Experiments were performed on 46 male Wistar rats. The animals were divided into the following groups: (I) i.p. injection of LPS in a dose of 30 µg/kg; (II) i.p. injection of melatonin in a dose of 10 mg/kg; (III) i.p. injection of melatonin 40 min prior to LPS treatment; and (IV) i.p. injection of saline (control). The nociceptive thresholds in rats were measured under basal conditions and 12 h after administration of study substances. The perceptual component of nociception in animals was evaluated from the tail-flick latency in response to light-and-thermal stimulation of the tail (sec). The emotional component of nociception in rats was determined from the vocalization threshold during electrocutaneous stimulation of the tail (0.25…1 mA).

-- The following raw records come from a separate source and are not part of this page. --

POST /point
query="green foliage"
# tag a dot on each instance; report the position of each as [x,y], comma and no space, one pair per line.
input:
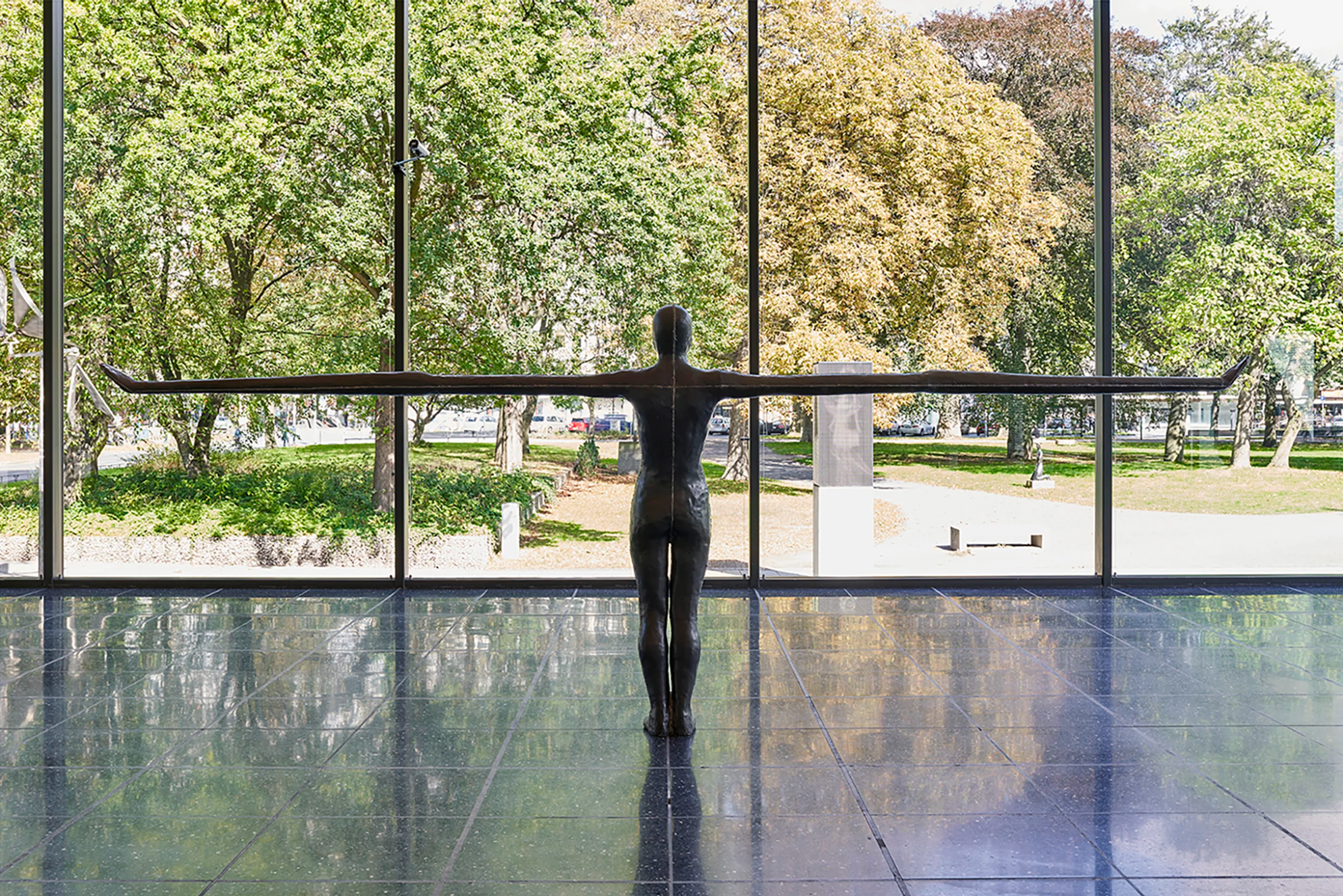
[313,491]
[1236,221]
[589,461]
[546,534]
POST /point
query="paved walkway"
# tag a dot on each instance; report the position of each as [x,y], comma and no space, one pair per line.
[1146,542]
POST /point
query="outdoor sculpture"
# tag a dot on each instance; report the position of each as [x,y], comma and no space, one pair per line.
[27,323]
[669,518]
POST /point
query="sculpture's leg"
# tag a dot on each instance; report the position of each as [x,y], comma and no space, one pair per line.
[651,575]
[689,561]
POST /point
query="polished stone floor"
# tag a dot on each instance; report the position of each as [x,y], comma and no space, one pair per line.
[922,742]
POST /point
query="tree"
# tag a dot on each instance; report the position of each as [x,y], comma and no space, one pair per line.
[898,206]
[1040,56]
[1239,210]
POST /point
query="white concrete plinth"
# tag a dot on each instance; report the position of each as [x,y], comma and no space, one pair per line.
[629,457]
[511,532]
[841,530]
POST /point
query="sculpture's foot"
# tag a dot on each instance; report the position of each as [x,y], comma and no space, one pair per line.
[683,723]
[657,723]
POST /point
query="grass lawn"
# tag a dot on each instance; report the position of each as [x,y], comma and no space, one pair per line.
[320,490]
[1143,482]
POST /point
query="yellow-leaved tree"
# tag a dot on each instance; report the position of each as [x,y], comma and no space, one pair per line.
[898,203]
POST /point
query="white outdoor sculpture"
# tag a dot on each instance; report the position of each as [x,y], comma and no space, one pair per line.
[27,323]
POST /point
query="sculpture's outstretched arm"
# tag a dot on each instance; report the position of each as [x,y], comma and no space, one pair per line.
[973,383]
[401,383]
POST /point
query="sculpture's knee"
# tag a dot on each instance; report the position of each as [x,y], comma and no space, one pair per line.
[652,637]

Antigenic stimulation with LPS was accompanied by a significant increase in the perceptual component, but decrease in the emotional component of nociception in rats. Variations of nociceptive sensitivity in rats receiving an intraperitoneal injection of melatonin were opposite to those induced by LPS. Administration of melatonin induced a statistically significant decrease in the perceptual component, but increase in the emotional component of nociception in rats. Our experiments revealed that an intraperitoneal injection of melatonin 40 min prior to LPS treatment had no effect on the directionality, but reduced the severity of nociceptive changes induced by antigenic stimulation. Variations in the nociceptive thresholds of animals were not statistically significant under these conditions.
Our results indicate that melatonin reduces the degree of nociceptive variations in animals upon an LPS-induced change in the immune status. These data form a basis to develop indications for the clinical use of melatonin in patients with pain syndromes of different etiology.